In a press release, the Pentagon announced that the United States killed Iranian Major General Qassem Soleimani by an airstrike in Iraq. The operation also took out the leader of Kata’ib Hezbollah, an Iran-backed militia that had launched several rocket attacks at U.S. military bases in recent months.
Traders didn’t take the news well the next morning. Oil soared. Gold popped. Bonds rallied. Stocks tanked. The Dow Jones Industrial Average finished the trading session down triple-digits.
Which raises the question, what would a war with Iran mean for your retirement portfolio? And more importantly, what should income investors do now?

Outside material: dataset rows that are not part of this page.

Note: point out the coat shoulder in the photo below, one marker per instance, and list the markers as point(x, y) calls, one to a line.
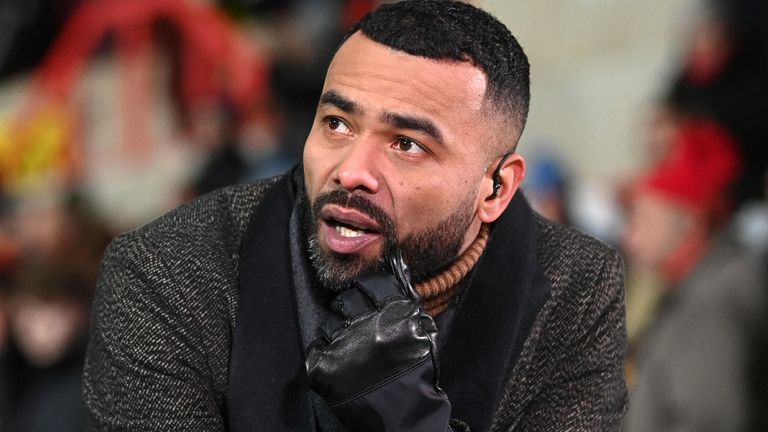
point(575, 262)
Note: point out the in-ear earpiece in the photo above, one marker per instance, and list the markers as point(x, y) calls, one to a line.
point(497, 175)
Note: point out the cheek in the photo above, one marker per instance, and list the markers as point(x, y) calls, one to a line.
point(419, 205)
point(317, 166)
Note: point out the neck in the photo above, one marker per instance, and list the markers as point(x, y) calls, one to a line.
point(438, 291)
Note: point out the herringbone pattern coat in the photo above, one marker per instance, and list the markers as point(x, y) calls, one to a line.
point(167, 306)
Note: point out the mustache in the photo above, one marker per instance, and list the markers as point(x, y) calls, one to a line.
point(361, 204)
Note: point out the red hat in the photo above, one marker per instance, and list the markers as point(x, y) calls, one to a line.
point(702, 163)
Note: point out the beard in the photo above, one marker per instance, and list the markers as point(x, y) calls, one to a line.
point(427, 252)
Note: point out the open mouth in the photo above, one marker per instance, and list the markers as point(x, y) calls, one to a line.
point(348, 230)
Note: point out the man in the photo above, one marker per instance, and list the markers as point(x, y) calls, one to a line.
point(288, 304)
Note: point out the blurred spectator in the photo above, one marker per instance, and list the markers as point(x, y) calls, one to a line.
point(49, 322)
point(725, 77)
point(46, 294)
point(693, 363)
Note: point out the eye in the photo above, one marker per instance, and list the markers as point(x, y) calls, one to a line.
point(338, 125)
point(408, 145)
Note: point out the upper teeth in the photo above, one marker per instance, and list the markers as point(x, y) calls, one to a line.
point(348, 232)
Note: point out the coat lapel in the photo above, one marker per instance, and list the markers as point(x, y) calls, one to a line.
point(267, 383)
point(507, 289)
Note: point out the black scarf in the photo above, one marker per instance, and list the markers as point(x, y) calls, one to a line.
point(267, 382)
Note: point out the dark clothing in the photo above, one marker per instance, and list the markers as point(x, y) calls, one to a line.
point(203, 314)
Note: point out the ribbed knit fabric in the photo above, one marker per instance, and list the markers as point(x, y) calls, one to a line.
point(438, 291)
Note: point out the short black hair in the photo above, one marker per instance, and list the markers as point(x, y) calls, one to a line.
point(456, 31)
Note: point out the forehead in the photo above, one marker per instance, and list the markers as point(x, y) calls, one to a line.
point(380, 78)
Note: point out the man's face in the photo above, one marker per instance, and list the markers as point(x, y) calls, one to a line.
point(655, 229)
point(395, 157)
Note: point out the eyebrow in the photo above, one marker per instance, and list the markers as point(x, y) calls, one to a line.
point(414, 123)
point(333, 98)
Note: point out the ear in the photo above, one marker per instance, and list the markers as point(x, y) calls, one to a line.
point(512, 173)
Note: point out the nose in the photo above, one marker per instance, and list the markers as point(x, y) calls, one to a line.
point(359, 170)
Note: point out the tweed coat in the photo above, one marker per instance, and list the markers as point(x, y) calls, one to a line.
point(167, 309)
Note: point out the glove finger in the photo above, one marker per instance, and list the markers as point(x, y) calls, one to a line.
point(381, 288)
point(331, 326)
point(351, 303)
point(403, 275)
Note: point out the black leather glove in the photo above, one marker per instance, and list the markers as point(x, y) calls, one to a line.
point(375, 363)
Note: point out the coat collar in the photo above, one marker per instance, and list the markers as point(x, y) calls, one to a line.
point(506, 291)
point(267, 383)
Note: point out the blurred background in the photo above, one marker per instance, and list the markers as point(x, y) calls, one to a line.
point(647, 129)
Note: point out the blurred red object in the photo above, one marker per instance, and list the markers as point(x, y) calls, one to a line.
point(701, 165)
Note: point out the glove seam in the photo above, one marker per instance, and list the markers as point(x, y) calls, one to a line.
point(379, 384)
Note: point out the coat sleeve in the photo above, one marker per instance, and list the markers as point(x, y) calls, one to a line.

The answer might surprise you.
Investors, as a general principle, hate uncertainty. And few situations create more uncertainty than war. That explains the flight into safe-haven assets following the news of Soleimani’s death.
But markets don’t always care about general principles. And uncertain situations don’t always play out as you might assume.
To illustrate, take a look at the table below. It highlights how the Dow Jones performed during the largest conflicts of the past century or so.
Conflict |
Total Return |
World War I |
43% |
World War II |
51% |
Korea |
62% |
Vietnam |
47% |
Cuban Missile Crisis |
-1.2% |
Iraq |
+32% |
(Source: Yahoo! Finance, last accessed January 7, 2020.)
The results didn’t surprise me. But I suspect many people wouldn’t expect to see such positive results.
With the exception of the Cuban Missile Crisis, stocks advanced during every major conflict of the 20th and 21st centuries. And on average, the Dow rose by an average of 39% during these periods.
Of course, we can’t say for sure wars cause stock rallies. Market returns depend on a host of factors, such as valuations, corporate profits, and interest rates.
But the table does make one point absolutely clear: selling stocks in a panic during periods of turmoil rarely pays off.
And this makes sense when you think about it.
Waging war costs money. A lot of it. That creates the temptation for governments to resort to inflation and print up dollars to fund their military expenditures.
As those new dollars circulate through the economy, they bid up the price of everything: goods, services, stocks, gold, real estate, etc.
In fact, the worst-performing asset tends to be the first investments that people turn to in a crisis: bonds. Interest coupons lose their value as inflation rises. And because investors demand higher yields, bond prices tend to plummet.
Admittedly, we can’t predict how a war with Iran will play out this time.
Middle East politics are a little above my pay grade. I’m not even sure the generals in each country know the endgame here, let alone how it might impact the global economy and financial markets.
But we can say one thing for sure: it’s probably a smart idea to turn off CNN, MSNBC, and Fox News. The talking heads want to scare you into making bad financial decisions.
But if history is any guide, a geopolitical crisis doesn’t necessarily spell doom for your retirement portfolio.